As for the last point, Spotify has some version of this. My native (mobile) Spotify app knows when I'm playing on my computer and vice-versa.


>It turns out that for certain types of content, users really, really don't like to wait for external programs to load.

I'm not sure how that's a valid point. My native media player loads in literally less than a second. (I timed it at 0.59s from when I double-click a file and it starts playback.) This is faster than any webpage can ever dream of loading. And unlike Flash or HTML5 video it gives me completely hitch free playback, whereas browser integrated player tend to drop frames quite frequently.

I would much rather use it than any player integrated into a web browser.

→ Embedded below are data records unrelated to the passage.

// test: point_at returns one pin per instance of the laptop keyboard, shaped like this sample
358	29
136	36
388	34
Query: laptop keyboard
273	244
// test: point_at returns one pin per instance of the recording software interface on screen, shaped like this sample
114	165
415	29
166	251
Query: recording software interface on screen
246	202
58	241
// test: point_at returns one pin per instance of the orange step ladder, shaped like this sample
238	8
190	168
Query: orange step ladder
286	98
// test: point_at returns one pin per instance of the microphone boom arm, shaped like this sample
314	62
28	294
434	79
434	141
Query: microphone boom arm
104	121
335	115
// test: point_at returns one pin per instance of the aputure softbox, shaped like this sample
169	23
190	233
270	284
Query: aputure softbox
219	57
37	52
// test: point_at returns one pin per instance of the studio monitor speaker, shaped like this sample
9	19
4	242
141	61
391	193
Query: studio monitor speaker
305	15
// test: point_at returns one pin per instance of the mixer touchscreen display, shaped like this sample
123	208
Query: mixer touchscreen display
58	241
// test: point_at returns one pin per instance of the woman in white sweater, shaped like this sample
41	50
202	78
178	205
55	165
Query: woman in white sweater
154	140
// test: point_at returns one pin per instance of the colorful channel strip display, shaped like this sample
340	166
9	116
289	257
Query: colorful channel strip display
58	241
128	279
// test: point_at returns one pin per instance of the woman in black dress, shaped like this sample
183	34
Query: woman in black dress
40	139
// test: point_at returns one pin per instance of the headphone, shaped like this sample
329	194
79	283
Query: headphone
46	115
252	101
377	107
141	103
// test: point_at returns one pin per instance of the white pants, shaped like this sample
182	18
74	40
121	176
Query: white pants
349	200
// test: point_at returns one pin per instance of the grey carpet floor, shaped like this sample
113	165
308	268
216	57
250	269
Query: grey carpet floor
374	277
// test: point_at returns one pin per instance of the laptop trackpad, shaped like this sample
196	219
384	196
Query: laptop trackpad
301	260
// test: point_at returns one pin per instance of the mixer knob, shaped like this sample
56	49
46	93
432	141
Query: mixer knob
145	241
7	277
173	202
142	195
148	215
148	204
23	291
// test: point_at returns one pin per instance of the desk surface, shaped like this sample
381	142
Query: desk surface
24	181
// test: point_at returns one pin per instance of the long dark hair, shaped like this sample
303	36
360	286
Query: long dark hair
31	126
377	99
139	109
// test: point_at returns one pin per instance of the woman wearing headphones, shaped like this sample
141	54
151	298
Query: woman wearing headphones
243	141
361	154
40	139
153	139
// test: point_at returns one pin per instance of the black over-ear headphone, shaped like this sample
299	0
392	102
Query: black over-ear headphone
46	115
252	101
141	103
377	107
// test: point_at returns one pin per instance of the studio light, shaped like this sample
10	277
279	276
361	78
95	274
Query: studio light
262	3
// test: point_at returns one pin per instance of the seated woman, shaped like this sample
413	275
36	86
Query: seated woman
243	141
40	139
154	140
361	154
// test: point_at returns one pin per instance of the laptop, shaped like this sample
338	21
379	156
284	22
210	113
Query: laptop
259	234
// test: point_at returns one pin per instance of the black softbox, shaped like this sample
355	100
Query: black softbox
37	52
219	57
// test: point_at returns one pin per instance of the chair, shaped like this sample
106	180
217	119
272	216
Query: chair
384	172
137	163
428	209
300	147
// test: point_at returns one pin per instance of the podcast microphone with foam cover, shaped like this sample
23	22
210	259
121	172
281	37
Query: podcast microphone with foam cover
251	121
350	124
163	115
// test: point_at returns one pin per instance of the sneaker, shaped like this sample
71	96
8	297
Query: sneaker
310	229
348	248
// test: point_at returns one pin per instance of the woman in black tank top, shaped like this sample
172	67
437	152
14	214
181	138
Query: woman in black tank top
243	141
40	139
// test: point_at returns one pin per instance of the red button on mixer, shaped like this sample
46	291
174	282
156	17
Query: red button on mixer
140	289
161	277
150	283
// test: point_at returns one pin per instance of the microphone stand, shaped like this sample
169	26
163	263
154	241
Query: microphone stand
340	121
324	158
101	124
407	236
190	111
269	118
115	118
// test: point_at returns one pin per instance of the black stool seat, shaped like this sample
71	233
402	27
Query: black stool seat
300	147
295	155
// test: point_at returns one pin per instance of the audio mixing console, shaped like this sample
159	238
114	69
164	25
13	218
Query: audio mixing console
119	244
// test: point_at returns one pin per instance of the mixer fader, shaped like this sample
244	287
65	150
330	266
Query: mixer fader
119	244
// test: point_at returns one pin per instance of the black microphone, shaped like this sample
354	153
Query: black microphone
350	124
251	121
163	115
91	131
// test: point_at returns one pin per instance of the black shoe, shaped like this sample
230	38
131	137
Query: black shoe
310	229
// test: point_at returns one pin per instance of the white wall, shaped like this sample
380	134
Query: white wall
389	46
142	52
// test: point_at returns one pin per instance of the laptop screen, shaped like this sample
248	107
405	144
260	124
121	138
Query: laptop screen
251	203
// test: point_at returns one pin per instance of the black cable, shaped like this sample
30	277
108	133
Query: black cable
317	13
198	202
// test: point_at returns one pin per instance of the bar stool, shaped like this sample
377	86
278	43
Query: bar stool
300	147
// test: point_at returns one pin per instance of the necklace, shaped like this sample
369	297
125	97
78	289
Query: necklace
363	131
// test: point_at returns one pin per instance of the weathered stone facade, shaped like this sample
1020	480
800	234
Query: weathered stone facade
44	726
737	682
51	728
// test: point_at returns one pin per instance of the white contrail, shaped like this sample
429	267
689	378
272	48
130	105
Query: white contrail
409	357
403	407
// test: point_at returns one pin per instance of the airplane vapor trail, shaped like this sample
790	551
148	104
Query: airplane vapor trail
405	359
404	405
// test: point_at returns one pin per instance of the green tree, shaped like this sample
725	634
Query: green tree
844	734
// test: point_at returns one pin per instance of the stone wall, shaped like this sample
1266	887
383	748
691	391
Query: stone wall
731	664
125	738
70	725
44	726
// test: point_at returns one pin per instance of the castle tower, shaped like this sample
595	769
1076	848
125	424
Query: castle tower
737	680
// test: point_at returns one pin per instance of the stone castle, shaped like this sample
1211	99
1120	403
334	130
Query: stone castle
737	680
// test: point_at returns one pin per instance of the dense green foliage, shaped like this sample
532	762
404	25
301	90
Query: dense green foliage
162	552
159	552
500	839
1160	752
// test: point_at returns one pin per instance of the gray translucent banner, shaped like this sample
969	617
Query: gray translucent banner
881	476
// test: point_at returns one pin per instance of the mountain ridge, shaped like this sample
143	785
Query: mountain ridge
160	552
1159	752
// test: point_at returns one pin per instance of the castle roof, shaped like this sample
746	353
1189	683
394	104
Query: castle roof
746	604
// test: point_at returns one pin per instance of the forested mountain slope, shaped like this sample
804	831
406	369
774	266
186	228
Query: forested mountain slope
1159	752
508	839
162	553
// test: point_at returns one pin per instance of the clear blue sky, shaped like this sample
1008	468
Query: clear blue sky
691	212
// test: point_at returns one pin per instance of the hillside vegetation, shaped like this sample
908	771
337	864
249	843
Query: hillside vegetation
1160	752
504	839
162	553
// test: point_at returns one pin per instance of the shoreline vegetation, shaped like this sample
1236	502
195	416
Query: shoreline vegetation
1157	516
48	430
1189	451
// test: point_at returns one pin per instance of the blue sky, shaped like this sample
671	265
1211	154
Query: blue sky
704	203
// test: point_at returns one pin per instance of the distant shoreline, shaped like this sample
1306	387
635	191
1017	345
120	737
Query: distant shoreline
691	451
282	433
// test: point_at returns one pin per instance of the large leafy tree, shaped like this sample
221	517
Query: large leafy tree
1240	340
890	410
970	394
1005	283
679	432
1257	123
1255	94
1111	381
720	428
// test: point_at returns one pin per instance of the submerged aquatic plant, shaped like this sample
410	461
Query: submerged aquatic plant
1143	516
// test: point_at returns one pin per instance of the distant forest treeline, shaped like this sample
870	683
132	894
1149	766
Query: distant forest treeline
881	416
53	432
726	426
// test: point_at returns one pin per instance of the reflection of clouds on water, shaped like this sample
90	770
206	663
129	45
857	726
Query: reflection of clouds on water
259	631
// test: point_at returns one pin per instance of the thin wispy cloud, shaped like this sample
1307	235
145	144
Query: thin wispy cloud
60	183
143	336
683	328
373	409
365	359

That is how Real Player, Windows Media Player and many others work, or used to work back in the early 2000's.


Someone wrote a browser extension for Flash to be replaced with VLC on twitch.

https://www.reddit.com/r/WatchPeopleCode/comments/3273es/pro...

It wouldn't be hard to make that work on other sites that have a flash player. But we aren't quite sure if it improved the performance or anything, it just felt right.


This is an issue with the service not providing direct links to the video.

If you open an .mp4 file in Firefox you can set it to open in an application through your "Applications" settings. By default it prompts "Open with..." or "Save as..." in a dialogue.

If you open a direct link to a video you can open it to play in VLC (or player of your choice).


Some (most?) browsers still do this when presented with a media file. Firefox in particular will use VLC on my machine for that purpose (or, if it's not installed, some HTML5 barebones media player, or some other media player that can be embedded if one is installed).


Actually this how things work, on Android/Firefox. I long tap a video and open in MX Player, for instance. Or open a magnet uri with put.io.